2023-8-22 23:03 |
The mainstream adoption of Bitcoin (BTC) continues to grow amid pressure on some governments and centralized financial institutions to curtail its buzz with tight regulatory frameworks and taxes.
A new update, the Bitcoin Improvement Proposal (BIP) 324, seeks to improve the privacy of Bitcoin transactions making it a step harder for third parties to spy on the activities of users. Made mainstream by Bitcoin Core developer Dhruv Mheta in 2021, the proposal will encrypt communications between nodes making data like transaction location difficult to track.
Presently, the update is nearing its completion as a greater part of the code has been written with tests ongoing. Censorship remains at the centre of this new update following growing threats by some governments and other third parties.
According to Mheta, the architecture of Bitcoin requires unencrypted traffic between nodes creating a vacuum that can be hijacked by Internet Service Providers (ISPs) causing huge problems.
“If they can attack nodes, they can make it very hard for you to use Bitcoin. They can eclipse your node. They can identify that you are running a Bitcoin Core node. They can identify the source of the transactions. They can make it very very hard to run the node…” he added.
With access to the communication traffic, the government will have access to information it needs to censor BTC transactions from certain locations defeating the primary purpose of the asset.
A step toward freedomTo Mheta, BIS 324 will not completely eliminate the risk of having a third-party attack but will make it a step more difficult. It makes gathering information harder, requiring the “attacker to connect to every node it wants to spy on.”

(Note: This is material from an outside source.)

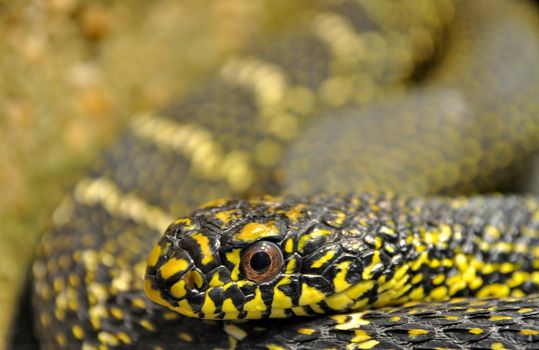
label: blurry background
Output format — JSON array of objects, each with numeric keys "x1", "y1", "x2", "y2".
[{"x1": 0, "y1": 1, "x2": 313, "y2": 347}]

Without the update, third parties can take this information without being noticed, leaving users at risk. BIS 324 is an added step because those third parties making an attempt at connecting to every node will be spotted.
The cost implications to connect with every node also reduce the risk of its occurrence.
“If you raise the bar from passive to active, then it takes a lot more resources to do these things, so what then happens is, there has to be a bigger reason to do it. Today attackers could go after very small amounts of Bitcoin because they can potentially be targeted with it.” Mheta added.